Three-dimensional displays facilitate three-dimensional visualization of a displayed environment by providing visual information that may be used to understand the three-dimensional attributes of the environment, including some visual information not provided by a conventional, two-dimensional image of the environment. For example, a 2D image of an environment does not permit a viewer to see different views of the environment from each eye (“stereo parallax”) or to see different views of the environment from different viewpoints (“movement parallax”), and therefor hampers a viewer's ability to perceive the environment three-dimensionally. By contrast, a 3D image may provide stereo parallax, such that the viewer's left eye may see a view of the displayed environment from a first viewpoint, and the viewer's right eye may see a view of the displayed environment from a second viewpoint. Some 3D images may provide movement parallax, such that the viewer's eyes may see the displayed environment from different viewpoints as the viewer's head and/or eyes move in relation to the 3D image or in relation to some other point of reference.
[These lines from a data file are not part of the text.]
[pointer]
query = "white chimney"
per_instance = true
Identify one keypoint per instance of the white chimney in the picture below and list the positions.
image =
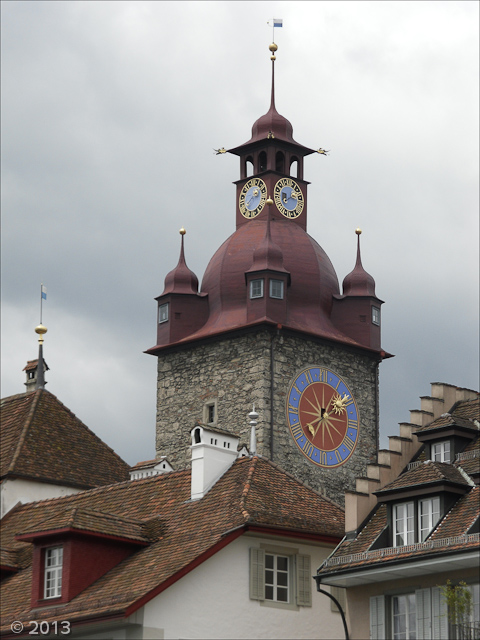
(213, 452)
Different types of 3D display technology are known, including stereoscopic and true 3D displays. Stereoscopic displays present different 2D views of a displayed environment to the viewer's left and right eyes, thereby providing the viewer with stereo parallax information about the environment. Some stereoscopic displays require the viewer to use eyewear (e.g., shutter glasses, polarization glasses, etc.) adapted to present one view of the displayed environment to the viewer's left eye and another view of the displayed environment to the viewer's right eye. By contrast, autostereoscopic displays present different views of an environment to the viewer's left and right eyes without requiring the viewer to use eyewear. For example, an autostereoscopic display may use a parallax barrier or a lenticular lens to divide the display's pixels into a first set of pixels visible to the viewer's left eye and a second set of pixels visible to the viewer's right eye, with the first set of pixels displaying a view of an environment from a first viewpoint, and the second set of pixels displaying a view of the environment from a second viewpoint. Some autostereoscopic displays use head-tracking and/or eye-tracking to locate the viewer's head and/or eyes and to adjust the display so that the views of the environment are continually directed to the viewer's eyes even as the viewer's head moves. An overview of autostereoscopic display technology is given by N. A. Dodgson in Autostereoscopic 3D Displays, IEEE Computer (August 2005), pp. 31-36.
In contrast to stereoscopic displays, which use 2D images to generate stereo parallax, true 3D displays actually display an image in three full dimensions. Examples of true 3D display technology include holographic displays, volumetric displays, integral imaging arrays, and compressive light field displays.